Pero más allá de los encuentros y desencuentros,
de las marchas y contramarchas, de los optimismos voluntaristas y pesimismos
extemporáneos, el Mercosur es una realidad. Realidad conflictiva por momentos, es
verdad, pero firmemente instalada en esta región del hemisferio. Quienes parecen no
comprenderlo, suelen ser algunos de los ejecutores (en todo sentido) de nuestra
economía.
Basta que un presidente o un funcionario de menor rango de los
Estados Unidos agite a la distancia el señuelo del ingreso en el Área de Libre Comercio
de las Américas (Alca) para que inmediatamente quieran desprenderse del Mercosur,
como si fuese una agobiante mochila, y poder acudir más velozmente a Washington a
firmar los papeles que se les ponga por delante, en la creencia de que con ello
pondremos fin a nuestros crónicos pesares.
El consumo de fórmulas mágicas es
una de nuestras mejor cuidadas tradiciones.
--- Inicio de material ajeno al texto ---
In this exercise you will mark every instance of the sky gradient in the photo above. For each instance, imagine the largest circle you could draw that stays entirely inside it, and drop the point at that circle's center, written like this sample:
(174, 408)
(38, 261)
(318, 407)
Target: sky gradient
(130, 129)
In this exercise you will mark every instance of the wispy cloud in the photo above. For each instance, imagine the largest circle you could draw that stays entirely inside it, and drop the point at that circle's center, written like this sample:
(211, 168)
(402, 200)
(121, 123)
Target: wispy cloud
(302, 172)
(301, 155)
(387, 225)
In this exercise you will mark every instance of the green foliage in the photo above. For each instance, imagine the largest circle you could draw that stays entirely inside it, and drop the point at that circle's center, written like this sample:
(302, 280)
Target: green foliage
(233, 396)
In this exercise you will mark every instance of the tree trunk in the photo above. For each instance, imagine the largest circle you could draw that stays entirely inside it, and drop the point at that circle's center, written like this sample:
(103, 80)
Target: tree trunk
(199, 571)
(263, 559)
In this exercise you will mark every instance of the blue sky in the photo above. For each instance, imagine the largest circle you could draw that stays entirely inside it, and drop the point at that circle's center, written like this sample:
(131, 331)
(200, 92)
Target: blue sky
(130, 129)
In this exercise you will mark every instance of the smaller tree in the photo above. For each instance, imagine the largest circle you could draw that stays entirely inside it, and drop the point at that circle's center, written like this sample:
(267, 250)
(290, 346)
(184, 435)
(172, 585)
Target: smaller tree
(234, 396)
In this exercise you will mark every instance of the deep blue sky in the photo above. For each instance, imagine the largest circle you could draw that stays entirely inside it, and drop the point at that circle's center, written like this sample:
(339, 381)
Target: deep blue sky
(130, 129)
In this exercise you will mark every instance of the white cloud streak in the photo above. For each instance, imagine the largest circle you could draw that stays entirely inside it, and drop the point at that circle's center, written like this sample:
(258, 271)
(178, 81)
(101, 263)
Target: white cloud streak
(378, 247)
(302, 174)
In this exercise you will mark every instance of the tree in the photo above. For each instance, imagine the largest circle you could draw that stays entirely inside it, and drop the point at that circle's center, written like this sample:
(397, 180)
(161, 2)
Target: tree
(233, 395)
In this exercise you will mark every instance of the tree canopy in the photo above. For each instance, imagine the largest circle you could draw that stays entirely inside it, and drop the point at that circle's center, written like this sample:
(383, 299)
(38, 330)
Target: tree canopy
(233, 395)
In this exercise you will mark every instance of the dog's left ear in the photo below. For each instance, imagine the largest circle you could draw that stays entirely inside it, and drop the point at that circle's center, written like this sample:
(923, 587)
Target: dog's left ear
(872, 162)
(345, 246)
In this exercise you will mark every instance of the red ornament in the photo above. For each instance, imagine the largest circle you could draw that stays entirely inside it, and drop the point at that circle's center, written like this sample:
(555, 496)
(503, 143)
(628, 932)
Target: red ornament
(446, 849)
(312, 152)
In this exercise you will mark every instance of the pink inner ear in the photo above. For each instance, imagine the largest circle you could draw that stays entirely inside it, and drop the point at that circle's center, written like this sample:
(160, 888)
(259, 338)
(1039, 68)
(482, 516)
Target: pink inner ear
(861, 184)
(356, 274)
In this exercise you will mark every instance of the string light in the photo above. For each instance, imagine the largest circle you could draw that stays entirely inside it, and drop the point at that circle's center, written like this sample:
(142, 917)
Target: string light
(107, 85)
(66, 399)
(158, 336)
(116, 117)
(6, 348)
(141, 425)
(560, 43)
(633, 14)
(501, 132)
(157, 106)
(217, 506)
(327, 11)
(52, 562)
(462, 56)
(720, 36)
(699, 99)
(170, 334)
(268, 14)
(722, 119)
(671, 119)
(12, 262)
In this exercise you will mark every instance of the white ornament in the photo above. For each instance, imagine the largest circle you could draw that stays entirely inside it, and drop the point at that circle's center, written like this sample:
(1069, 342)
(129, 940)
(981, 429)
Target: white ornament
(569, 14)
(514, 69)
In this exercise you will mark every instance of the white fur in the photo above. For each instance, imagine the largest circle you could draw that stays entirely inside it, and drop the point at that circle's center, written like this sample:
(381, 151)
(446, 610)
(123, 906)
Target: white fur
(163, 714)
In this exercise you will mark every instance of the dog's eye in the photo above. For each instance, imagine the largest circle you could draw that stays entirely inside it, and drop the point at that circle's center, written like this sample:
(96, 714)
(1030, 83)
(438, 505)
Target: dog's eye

Una actitud que contrasta llamativamente
con la mesura y realismo asumidos por Brasil en todos y cada uno de los envites
similares que les ha cursado la superpotencia.
Pareciera que los
argentinos nos obstinamos en no comprender que el fortalecimiento del Mercosur debe
ser un imperativo categórico de nuestra política exterior. No solamente porque en el
comercio intrazonal podemos adquirir de una vez para siempre el espíritu y la
experiencia de competitividad que nos son imprescindibles en los mercados mundiales,
sino también porque al consolidar la alianza regional ganamos mayor fuerza de
negociación para una eventual incorporación a otros espacios económicos no menos
importantes.
En su reciente visita a Buenos Aires, el presidente electo
del Brasil, Luiz Inacio da Silva, dio a nuestra dirigencia una nueva demostración de lo
que es una constante de la política brasileña: su coherencia. Porque más allá de los
relevos en el Planalto, donde un liberal puede ser sucedido por un populista, sus líneas
maestras se mantienen inmutables desde hace más de un siglo.
Para Brasil, el
Mercosur es una política de Estado que está más allá y por encima de los relevos
presidenciales, a diferencia de lo que acontece aquí, donde uno de los candidatos
presidenciales es rendido admirador del Alca e indisimulado pesimista con respecto al
espacio sudamericano, aunque alguna vez, cuando gobernó el país, haya sido el
anticipado promotor del establecimiento de una moneda única.
Lula
da Silva se mostró firme en la defensa del Mercosur y mesurado respecto del avance
en la agenda de la integración. Considera que ahora llegó el momento de acordar la
emisión de la moneda única, y con buen criterio propuso la creación del Parlamento
regional, como eficaz factor de conciliación de intereses. Naturalmente, lo segundo
aparece como lo más inmediatamente factible y se complementaría perfectamente con
otras dos de sus propuestas: la incorporación plena de Chile y Bolivia y el diseño de
una política exterior común, que se incorporaría a una inteligente estrategia de
negociación con Washington y Bruselas.
La actual dispersión de
esfuerzos y las indisimulables reticencias, surgidas en nuestro país del deslumbramiento
que producen periódicamente los amagues del Alca, deberían ser superadas por una
firme política de Estado, una de nuestras más ostensibles falencias.